Driving anxiety is a common issue. It can range from a slight uneasiness at getting behind the wheel to an all-out phobia that causes you to avoid driving, no matter what.
It’s actually one of the most common phobias out there, and it can have a number of causes. But no matter how it arises, when anxiety gets in the way of driving a car, it can really limit your independence.
So if you think you or someone you know is dealing with a fear of driving, here’s what you need to know: there are a number of options that can help you overcome it.
But first, here are some common causes of driving anxiety, and the symptoms that it can bring.
What Causes Driving Anxiety?
- Traumatic experience: If you were in a car accident or near-miss, it can trigger a fear of driving. That can also be true if you witnessed an accident or even just heard about one.
- Panic attacks: If you’re someone who has ever experienced panic attacks or just felt on the verge of one, you may be afraid of having one in the car and losing control.
- Vicious cycle: Some experts say that if you become anxious about driving, it leads you to make more mistakes, which then feeds your anxiety.
Symptoms of Driving Anxiety
For people with a fear of driving, getting behind the wheel will cause some of the usual physical symptoms of fear:
- Racing heartbeat
- Shortness of breath
- Feeling faint
- Chest pain
- Dry mouth
And these are some behaviors that are common signs of driving anxiety:
- Avoiding driving altogether
- Avoiding driving on the highway, bridges, tunnels, or certain routes
- Feeling as though you were on “automatic pilot” while driving
Overcoming Your Driving Anxiety
As with any form of anxiety, there are relaxation techniques that may help you overcome the symptoms and be better prepared to face your fear. Many people find that simply focusing on taking deep slow breaths is an effective method, but there are a variety of relaxation techniques to choose from, such as:
Mental Health Therapy
If relaxation techniques aren’t working, you may want to consider mental health therapy, as it is highly effective at treating anxiety disorders. Psychologists can help you identify the cause of your anxiety and deal with it. Typically, they do that with cognitive-behavioral therapy (CBT).

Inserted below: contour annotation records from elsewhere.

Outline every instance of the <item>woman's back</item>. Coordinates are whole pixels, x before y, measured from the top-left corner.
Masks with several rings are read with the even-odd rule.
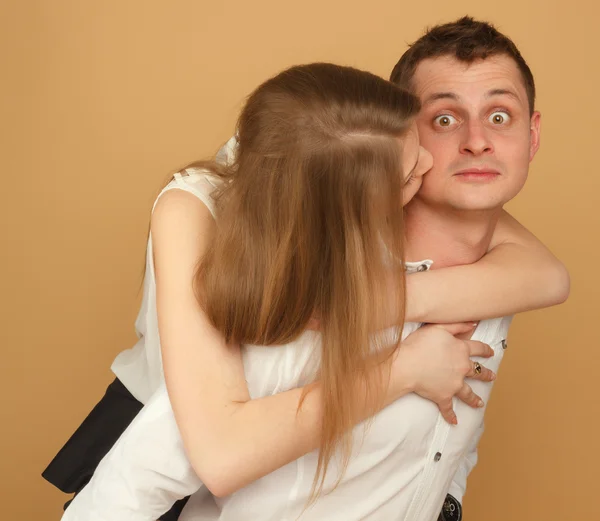
[[[489,342],[495,356],[486,364],[497,371],[510,319],[483,321],[474,338]],[[403,336],[418,324],[408,323]],[[306,385],[316,376],[320,335],[307,331],[281,346],[244,346],[244,373],[252,398]],[[481,384],[481,385],[480,385]],[[491,385],[474,382],[487,401]],[[324,493],[300,519],[425,521],[424,508],[441,507],[452,476],[483,421],[483,410],[455,404],[459,424],[450,426],[438,408],[416,394],[406,395],[353,432],[350,463],[339,485],[339,454],[331,461]],[[438,456],[439,454],[439,456]],[[318,452],[313,451],[224,498],[192,496],[181,521],[294,521],[310,497]],[[434,498],[437,497],[437,503]],[[439,503],[439,504],[438,504]],[[439,508],[437,508],[439,512]]]

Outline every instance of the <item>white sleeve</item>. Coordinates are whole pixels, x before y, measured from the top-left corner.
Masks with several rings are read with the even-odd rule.
[[[477,427],[471,442],[469,443],[469,448],[465,455],[462,457],[458,469],[452,478],[452,483],[450,484],[450,489],[448,490],[448,494],[454,496],[454,498],[462,505],[463,497],[467,490],[467,478],[469,474],[477,465],[477,445],[479,445],[479,440],[483,434],[483,421],[481,425]]]
[[[164,383],[77,494],[62,521],[156,521],[202,488],[184,450]]]

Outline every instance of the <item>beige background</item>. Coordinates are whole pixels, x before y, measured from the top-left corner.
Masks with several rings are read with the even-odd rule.
[[[327,60],[387,77],[425,26],[466,13],[495,22],[534,71],[542,148],[509,208],[566,262],[572,296],[515,321],[465,519],[600,519],[595,5],[0,2],[2,519],[60,517],[66,498],[39,473],[134,342],[168,172],[213,153],[280,69]]]

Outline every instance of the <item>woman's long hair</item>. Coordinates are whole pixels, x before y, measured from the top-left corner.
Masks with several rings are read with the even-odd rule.
[[[417,98],[373,74],[292,67],[250,95],[233,164],[208,165],[223,183],[196,283],[212,323],[227,342],[276,345],[320,320],[313,498],[338,445],[339,479],[347,467],[357,404],[375,410],[388,383],[369,366],[370,333],[389,292],[404,319],[400,138],[418,110]]]

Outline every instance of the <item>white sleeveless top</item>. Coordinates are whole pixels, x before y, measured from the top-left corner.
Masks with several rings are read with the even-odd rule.
[[[173,180],[160,192],[152,210],[154,211],[158,199],[164,193],[176,189],[195,195],[206,205],[214,217],[215,205],[211,193],[217,187],[218,182],[218,178],[198,168],[189,168],[183,172],[183,175],[177,173],[174,175]],[[111,369],[137,400],[146,403],[164,381],[156,312],[156,278],[154,275],[152,234],[150,234],[146,249],[144,294],[135,321],[135,331],[139,340],[131,349],[117,355]]]
[[[188,191],[196,195],[213,212],[210,193],[216,182],[215,178],[202,171],[191,170],[186,172],[186,175],[176,176],[162,193],[172,189]],[[408,265],[408,271],[422,271],[430,265],[431,261],[412,263]],[[481,321],[473,335],[474,340],[486,342],[494,349],[494,357],[479,359],[494,372],[498,371],[504,355],[510,321],[510,317]],[[418,327],[419,324],[406,324],[402,336],[405,337]],[[132,424],[135,426],[136,423],[148,421],[146,428],[137,434],[131,428],[128,429],[130,438],[133,438],[130,444],[133,442],[136,451],[125,452],[120,457],[113,458],[113,461],[110,457],[105,458],[107,461],[104,463],[105,466],[112,465],[114,469],[119,470],[117,474],[120,475],[123,474],[120,467],[128,463],[127,458],[132,459],[138,466],[146,467],[158,465],[154,459],[159,458],[161,461],[165,460],[164,465],[170,472],[173,472],[175,462],[179,462],[185,471],[178,470],[177,478],[170,478],[169,483],[179,482],[182,486],[189,486],[190,493],[199,485],[187,462],[165,387],[161,385],[164,377],[156,314],[151,237],[148,242],[144,299],[136,321],[136,329],[139,341],[132,349],[116,358],[112,366],[113,371],[143,403],[149,400],[155,390],[158,389],[158,393],[151,400],[150,409],[142,411],[140,417]],[[268,396],[312,381],[319,365],[319,342],[320,335],[317,332],[307,331],[294,342],[283,346],[244,346],[244,372],[250,396]],[[469,383],[487,404],[492,383],[474,380]],[[152,409],[159,414],[153,414]],[[364,425],[358,425],[354,430],[352,459],[342,482],[335,492],[321,496],[313,507],[304,512],[301,519],[436,519],[448,491],[459,496],[459,500],[462,499],[467,474],[476,461],[474,451],[481,434],[485,411],[485,408],[468,407],[456,399],[454,409],[459,424],[450,426],[432,402],[416,394],[409,394],[378,413],[368,431],[365,431]],[[149,448],[141,454],[141,447],[144,443],[149,443],[147,433],[160,433],[161,429],[164,430],[164,436],[159,436],[161,450]],[[127,435],[126,432],[123,438],[127,439]],[[113,452],[118,454],[115,449],[111,451]],[[317,456],[316,451],[309,453],[225,498],[213,498],[202,492],[194,494],[180,520],[295,521],[306,504],[315,474]],[[184,475],[187,477],[182,477]],[[337,476],[337,463],[332,461],[326,489]],[[131,486],[131,483],[128,486]],[[159,489],[158,485],[153,488],[149,483],[146,483],[145,488],[154,491]],[[85,497],[84,494],[81,496]],[[77,501],[73,505],[76,503]],[[143,509],[141,505],[139,508]],[[69,510],[74,511],[70,507],[67,513]]]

CBT addresses the negative thoughts that contribute to your anxiety and then helps you change those thinking patterns. It also gives you guidance on how to face your fear and see that your anxieties were unfounded.
While you’re working on addressing your anxiety, you should continue driving as much as you can. Completely avoiding driving can increase your anxiety, and the idea of getting back on the road will grow into a more daunting task over time.
Phobias are often treated with exposure therapy, which means facing your fear, one baby step at a time. So try to gradually drive more and more, and work towards the routes or situations that give you the most anxiety.
If you’re worried that you lack driving skills or that anxiety will make you unsafe behind the wheel, there are driving instructors who specialize in helping people with anxiety. And as always, drive safe!